Catherine-Lune Grayson, for the International Committee of the Red Cross (ICRC), said the Charter had been developed under the aegis of IFRC and ICRC for the humanitarian community, by the humanitarian community. After months of consultations with over 150 humanitarian organizations, the Charter had recently been opened for signature. ICRC was delighted to observe that it had already been signed by 25 organizations, with more expected to follow.

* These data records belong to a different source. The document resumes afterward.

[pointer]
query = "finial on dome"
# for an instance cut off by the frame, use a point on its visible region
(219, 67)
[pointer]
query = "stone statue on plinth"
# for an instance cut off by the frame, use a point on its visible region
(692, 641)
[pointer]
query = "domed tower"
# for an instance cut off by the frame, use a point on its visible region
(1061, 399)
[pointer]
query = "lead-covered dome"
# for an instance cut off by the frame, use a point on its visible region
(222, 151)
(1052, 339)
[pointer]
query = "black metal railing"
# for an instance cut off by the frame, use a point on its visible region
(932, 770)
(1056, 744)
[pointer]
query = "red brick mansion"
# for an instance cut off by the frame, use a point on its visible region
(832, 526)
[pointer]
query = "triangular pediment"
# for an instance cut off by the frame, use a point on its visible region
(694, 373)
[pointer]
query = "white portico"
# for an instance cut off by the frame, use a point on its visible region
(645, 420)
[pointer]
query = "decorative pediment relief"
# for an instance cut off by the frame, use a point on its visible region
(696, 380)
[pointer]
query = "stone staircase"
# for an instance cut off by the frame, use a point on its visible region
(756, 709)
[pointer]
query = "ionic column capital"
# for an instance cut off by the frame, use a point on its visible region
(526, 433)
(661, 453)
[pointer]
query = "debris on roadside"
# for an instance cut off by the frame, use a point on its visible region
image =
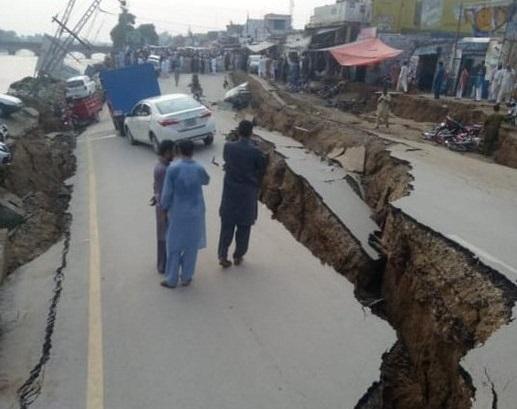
(239, 97)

Climate change was making epidemics, floods, storms, droughts, heatwaves, and wildfires deadlier and more frequent. The scale of the challenge, and the uncertainty and the risks that it brought, required collective planning for the future. There was growing recognition across the humanitarian sector that climate change and environmental degradation were dramatically affecting communities, exacerbating risks and threatening lives and livelihoods. Moreover, the impacts of climate change were not equally felt: it was the most vulnerable communities across the world who were most affected.

Recognizing the need to improve the humanitarian response to the climate and environment crisis, the International Red Cross and Red Crescent Movement had begun to develop the Charter in 2019. Its aim was to guide the humanitarian sector’s approach to the increasing risks resulting from climate change and to address its own carbon and environmental footprint.

Elaine Angeles, for IFRC, said the Charter contained seven commitments. Most notable were the commitments for humanitarian organizations to step up their response to growing humanitarian needs and support those most at risk to the impacts of the climate and environmental crises; and to maximize the environmental sustainability of their work and rapidly reduce their greenhouse gas emissions. Four commitments focused on how humanitarian organizations could achieve their ambitions, including by embracing local leadership, increasing capacity to understand climate and environmental risks, nurturing collective action and using their influence to mobilize more ambitious climate action. The seventh commitment was for organizations to adopt specific targets and action plans so they could measure their progress.

IFRC was now encouraging widespread adoption of the Charter and was developing tools and guidance to support organizations in implementation. It planned to share the Charter widely ahead of the United Nations Climate Change Conference (COP 26) in November 2021, thus signalling the strong commitment of the humanitarian community to scaling up its response to the climate and environment crises.